Stuart Corner
Sunday, 19 August 2007 15:27
Opinion and Analysis
Page 1 of 3
Telstra's customer access network, aka 'local loop,' aka 'copper in the ground', is both a great asset and a great liability. Here's one way of bypassing it altogether in rural Australia.
The copper is a great asset because it goes into almost every dwelling and place of business in Australia. And, thanks to DSL technology, it can deliver not only telephony but a myriad of services that require bandwidths of millions of bits per second.
And it's a great liability because pretty much whatever Telstra wants to do with it, the regulator the ACCC orders it to allow its competitors to do the same. What's more the ACCC tells Telstra what it can charge them for the privilege.
Telstra's protracted battle over regulatory relief from its proposed FTTN rollout has been one front on which Telstra has waged, and continues to wage, a determined battle to turn this liability into a new monopoly asset.
Another facet of its dilemma has been its refusal to offer ADSL2+ services capable of delivering bandwidth up to 20Mbps from any exchange where one of its competitors is not already doing so (If Telstra were first in it would be required to provide this service wholesale to its competitors).
What Telstra aspires to is a universal high speed network that it either does not have to share with its competition or that it can do so only on its own terms. In urban areas FTTN (as Telstra wants to roll it out) would be the ideal solution.
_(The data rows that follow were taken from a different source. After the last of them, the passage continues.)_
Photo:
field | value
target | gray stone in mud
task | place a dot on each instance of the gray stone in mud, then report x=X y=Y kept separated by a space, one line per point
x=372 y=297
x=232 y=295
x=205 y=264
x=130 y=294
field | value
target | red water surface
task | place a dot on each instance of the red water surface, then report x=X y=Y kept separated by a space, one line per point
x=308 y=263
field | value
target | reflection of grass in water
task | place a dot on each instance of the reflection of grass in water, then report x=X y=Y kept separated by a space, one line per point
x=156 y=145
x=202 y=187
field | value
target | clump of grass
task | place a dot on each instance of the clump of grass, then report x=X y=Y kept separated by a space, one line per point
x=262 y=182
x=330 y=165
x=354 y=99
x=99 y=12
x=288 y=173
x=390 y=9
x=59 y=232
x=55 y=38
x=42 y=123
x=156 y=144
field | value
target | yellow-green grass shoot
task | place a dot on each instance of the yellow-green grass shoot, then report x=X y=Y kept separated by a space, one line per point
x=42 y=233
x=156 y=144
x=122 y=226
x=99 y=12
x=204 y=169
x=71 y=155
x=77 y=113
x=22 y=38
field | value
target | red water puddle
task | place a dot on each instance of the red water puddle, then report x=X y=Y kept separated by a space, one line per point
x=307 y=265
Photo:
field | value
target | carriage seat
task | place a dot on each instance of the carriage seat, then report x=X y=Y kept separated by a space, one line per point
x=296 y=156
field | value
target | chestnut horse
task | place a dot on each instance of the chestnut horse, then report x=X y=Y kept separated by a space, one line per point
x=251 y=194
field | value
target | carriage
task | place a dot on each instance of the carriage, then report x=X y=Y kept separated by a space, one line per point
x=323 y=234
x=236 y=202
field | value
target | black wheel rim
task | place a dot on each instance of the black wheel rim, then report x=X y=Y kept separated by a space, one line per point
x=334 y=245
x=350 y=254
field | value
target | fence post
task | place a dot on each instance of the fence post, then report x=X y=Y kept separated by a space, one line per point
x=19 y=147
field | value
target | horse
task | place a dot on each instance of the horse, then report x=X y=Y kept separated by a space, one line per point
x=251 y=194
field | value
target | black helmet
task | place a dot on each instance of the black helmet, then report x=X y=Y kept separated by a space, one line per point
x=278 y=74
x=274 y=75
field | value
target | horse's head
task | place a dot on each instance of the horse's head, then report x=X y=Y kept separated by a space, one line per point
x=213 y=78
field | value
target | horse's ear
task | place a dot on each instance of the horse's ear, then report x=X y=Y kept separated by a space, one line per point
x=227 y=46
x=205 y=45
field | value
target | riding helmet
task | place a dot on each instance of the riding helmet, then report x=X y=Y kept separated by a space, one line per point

Second best choice is the HFC network, and Telstra has just announced
plans to upgrade a large portion of that to carry data at 30Mbps.
Elsewhere there is Next G. As
I wrote recently Telstra is believed to have scrapped a plan to used technology from Australian company, Extel that would have extended the range of ADSL to 20 kms from the exchange in favour of using Next G, but there could be much more to this.